Monday, May 28, 2007

Thoughts on Law, Complexity, and Change While Walking Around Ann Arbor on Memorial Day

Posted by Jeff Lipshaw

Our peripatetic summer of moving around continues.  I hauled a carload of stuff up to Michigan, acted once again as secretary to the annual meeting of our homeowners' association, and then came down to Annarbor Ann Arbor to meet my son and attend last night's forgettable game between the Detroit Tigers and the Cleveland Indians (digression:  Matt asked, and I cannot answer, how the Cleveland Indians' logo survives in this day and age.  He asked:  "What if the team were the New York Jews and the logo was an anti-semitic caricature?")

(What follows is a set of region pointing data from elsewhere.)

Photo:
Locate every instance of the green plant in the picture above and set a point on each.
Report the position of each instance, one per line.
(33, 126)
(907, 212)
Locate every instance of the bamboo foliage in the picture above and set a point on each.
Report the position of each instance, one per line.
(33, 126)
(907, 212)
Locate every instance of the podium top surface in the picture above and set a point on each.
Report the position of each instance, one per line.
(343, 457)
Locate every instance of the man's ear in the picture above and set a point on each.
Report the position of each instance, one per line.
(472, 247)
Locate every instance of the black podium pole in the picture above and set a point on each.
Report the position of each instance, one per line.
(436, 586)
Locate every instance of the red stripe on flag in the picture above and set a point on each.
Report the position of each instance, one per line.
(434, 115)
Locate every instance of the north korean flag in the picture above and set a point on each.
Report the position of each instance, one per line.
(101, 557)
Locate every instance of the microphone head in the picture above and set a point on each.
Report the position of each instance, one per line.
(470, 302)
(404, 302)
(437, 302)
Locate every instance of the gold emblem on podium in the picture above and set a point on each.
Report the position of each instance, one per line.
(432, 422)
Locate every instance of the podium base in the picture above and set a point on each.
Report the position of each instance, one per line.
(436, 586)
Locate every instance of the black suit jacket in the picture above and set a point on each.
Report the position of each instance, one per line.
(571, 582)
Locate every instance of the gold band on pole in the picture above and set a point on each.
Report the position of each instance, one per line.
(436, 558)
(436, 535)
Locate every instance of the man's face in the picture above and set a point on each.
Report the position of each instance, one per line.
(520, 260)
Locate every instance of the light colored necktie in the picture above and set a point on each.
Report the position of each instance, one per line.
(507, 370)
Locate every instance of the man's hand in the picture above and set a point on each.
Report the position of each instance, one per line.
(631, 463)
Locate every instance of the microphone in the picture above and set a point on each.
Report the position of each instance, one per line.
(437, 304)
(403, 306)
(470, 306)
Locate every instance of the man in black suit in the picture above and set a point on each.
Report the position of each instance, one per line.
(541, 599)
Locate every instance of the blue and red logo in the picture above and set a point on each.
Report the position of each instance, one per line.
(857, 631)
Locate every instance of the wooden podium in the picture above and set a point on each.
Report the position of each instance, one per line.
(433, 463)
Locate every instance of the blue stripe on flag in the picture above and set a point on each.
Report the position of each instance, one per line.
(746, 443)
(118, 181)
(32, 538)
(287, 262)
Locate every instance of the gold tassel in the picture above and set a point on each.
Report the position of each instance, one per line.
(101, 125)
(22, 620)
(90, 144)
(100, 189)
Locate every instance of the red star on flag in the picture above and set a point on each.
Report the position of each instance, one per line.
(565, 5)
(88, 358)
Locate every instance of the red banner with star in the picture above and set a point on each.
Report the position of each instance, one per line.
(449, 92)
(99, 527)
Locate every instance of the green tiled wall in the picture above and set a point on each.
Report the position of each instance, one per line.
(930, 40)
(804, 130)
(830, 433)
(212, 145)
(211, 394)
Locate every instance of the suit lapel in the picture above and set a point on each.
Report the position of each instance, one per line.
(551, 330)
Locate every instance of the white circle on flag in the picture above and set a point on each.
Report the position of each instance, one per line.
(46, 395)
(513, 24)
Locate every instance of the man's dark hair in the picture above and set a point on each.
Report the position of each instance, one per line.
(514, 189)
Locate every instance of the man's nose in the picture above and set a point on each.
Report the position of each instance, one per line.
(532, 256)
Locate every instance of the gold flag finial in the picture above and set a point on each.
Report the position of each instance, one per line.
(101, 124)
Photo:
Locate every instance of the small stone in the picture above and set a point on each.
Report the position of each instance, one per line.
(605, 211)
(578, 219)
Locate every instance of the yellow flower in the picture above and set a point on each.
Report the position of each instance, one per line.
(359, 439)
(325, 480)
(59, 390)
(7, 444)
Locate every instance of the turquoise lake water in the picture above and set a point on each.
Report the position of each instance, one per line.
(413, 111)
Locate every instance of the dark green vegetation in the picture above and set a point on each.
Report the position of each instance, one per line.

While Matt studied today, I took a long walk around my alma mater, thinking about the changes since the last of my three residential stays here eight years ago (once as student; once as young married; once as grown-up).  Construction is everywhere:  a new dormitory (North Quad on the site of what used to be the Frieze Building - appropriately named if you were walking there from the other side of campus for an eight a.m. class in mid-winter) and a refurbished and expanded one (Mosher-Jordan); reconstruction of the Mott Childrens' Hospital; major additions to the art and archaeology museums; completely new business school and public health school buildings.  The Gerald R. Ford School of Public Policy is finished, as is the recently improvement to the old part of the law school building along State Street (and I understand there is to be a major addition with new faculty offices soon - Bruce Frier showed me the drawing a couple years ago).   The Nichols Arboretum has been spruced up, with significant reclamation of the river bank of the Huron River.  Something was going on in front of the undergraduate library (in the older version of which I spent three hours ogling for every hour of studying). There is an entire life sciences complex across the street from my freshman dorm (Alice Lloyd) where, as I recall, there were a power plant and facilities services.  All of this with Michigan's economy significantly sucking wind, as I was reminded over and over again this weekend.

But, I suppose as it should be, the institution is so large that even with all this change, it still seems incremental in comparison, and the place is still fundamentally the one I remember from over thirty years ago.  (And student living is still as squalid as I remember it.)

Looking at the contractors' signs - many of them clients from when I practiced around here - I wondered how much dispute resolution and litigation would arise out of the work.  Here's an empirical question:  however you want to define major construction, what percentage of projects require arbitration or litigation at their conclusion?  My visceral reaction is that it is an overwhelming majority, and what that says to me is that the so-called complete contract really is a flight of the economic imagination.  Whatever we can put in language is just too simple a model for the mind-bending complexity of a major project.